Por estas questões, principalmente esta última acontecida recentemente, penso que devo eu está doente das faculdades mentais porque fico refletindo sobre elas e não consigo encontrar o sentido/a concordância que estas fazem com o tal mandamento divino "Não matarás" e esses tais discursos ditos a favor da vida. Entretanto, se estou bem de minhas faculdades mentais - e ainda acho está porque até hoje não dei para rasgar dinheiro - vejo que estamos mesmo num trem descarrilado.

Foi com esses discursos a favor da vida que nos meus tempos de catecismo tinha a inocência de que a Igreja era boa. Tinha a inocência de que aquilo que eu já lia nos livros de História acerca da Inquisição eram somente histórias. Tinha a inocência quando ia às missas aos domingos de que aquilo que o padre falava era verdade incontestável. Hoje posso perceber que não. Não eram tudo verdades o que padre falava, não eram histórias a História que eu lia, como não é boa a Igreja. Ela está em toda parte contaminada por loucos que há tempos presos num manicômio chamado fanatismo religioso - não há outro nome para certas atitudes tomadas pelos ditos superiores - ocupam com suas roupagens cargos que ao invés de contribuírem para um desenvolvimento da sociedade servem apenas para congelá-la, colocando os indivíduos que nela estão numa estagnação mental em torno de determinadas questões que à luz da ciência já se encontram há anos resolvidas.

Não é possível passar em branco a atitude de excomunhão dada aos envolvidos nesse aborto, quando mais que provado estava que a mãe, que sequer sabe o sentido da maternidade, não podia conduzir uma gravidez que punha em risco mãe e crianças. Atitudes desse tipo, que parece ser doutro mundo, doutra era, só vêm confirmar que o interesse das igrejas - e agora não me refiro apenas à católica - não tem sido na vida, tampouco na alma dos fiéis. Tenho impressão de que elas sequer sabem o que é vida e o que é alma e se utilizam de conceitos forjados sobre as duas coisas no intuito apenas de congregarem o maior número de fiéis em torno das suas causas próprias - a alienação dos indivíduos e a expropriação de recursos materiais em torno de um enriquecimento ilícito e da ampliação dos horizontes de dominação ferrenha, ditatorial e retrógrada.
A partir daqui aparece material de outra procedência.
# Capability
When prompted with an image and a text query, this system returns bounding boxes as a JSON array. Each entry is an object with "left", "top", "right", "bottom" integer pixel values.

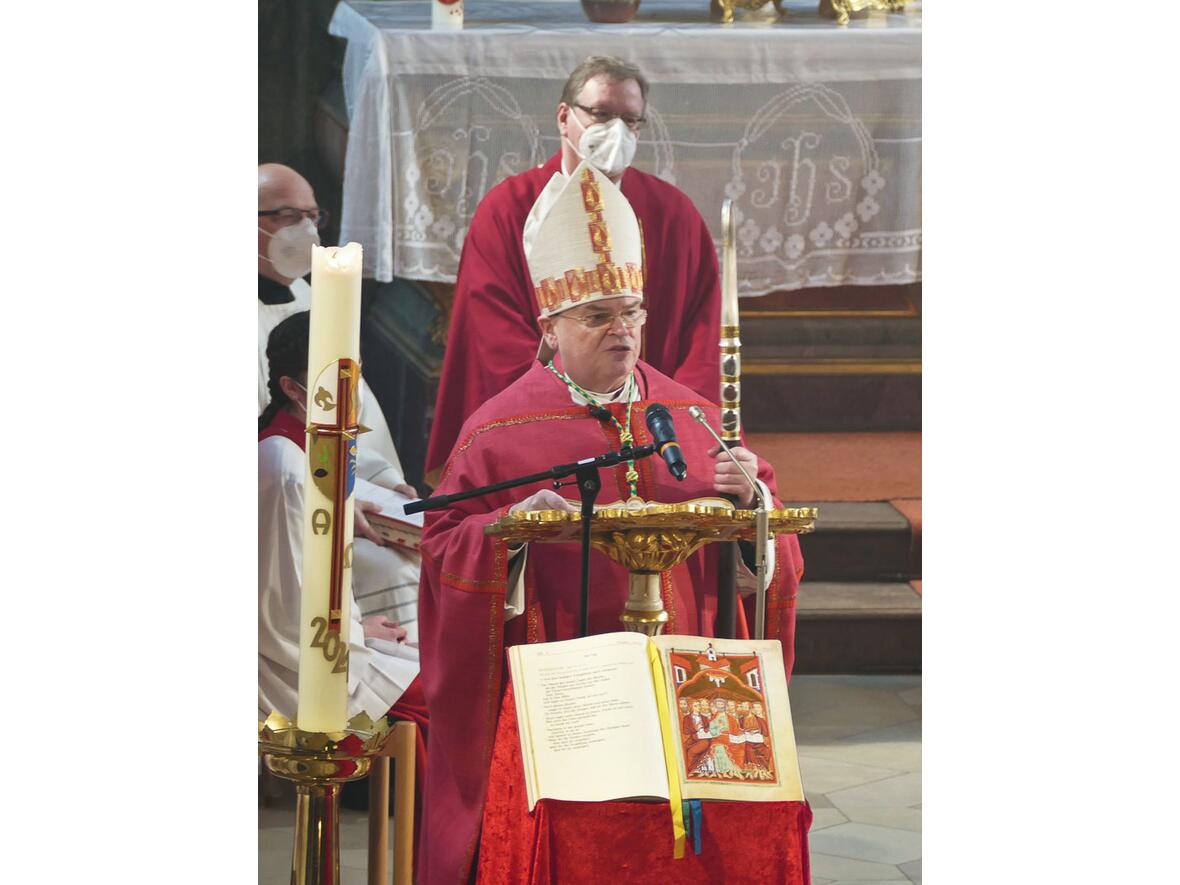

A meu ver estão todos padecendo duma esquizofrenia que veda o olhar para o sentido daquilo que de mais belo o discurso religioso deturpou: os ensinamentos de Cristo. A meu ver não pode existir reflexão sobre a vida em quem a extermina, seja pelos negros anos da Inquisição, seja pelos negros anos de moléstia contra crianças e adolescentes em corredores de igreja ou fora dela por seus representantes legais - e estes anos ainda perduram até hoje. Não pode existir reflexão sobre a vida em quem defende a inexistência do extermínio dela. Não pode existir reflexão sobre a vida em quem defende - e nisso eu nem tinha tocado - o não uso do preservativo, única forma mais segura de se evitar o vírus da AIDS. Enfim, não pode existir reflexão sobre a vida em quem defende contra as leis da ciência e até as do senso comum a morte.


* Texto publicado no jornal Correio da Tarde, 16 de março de 2009.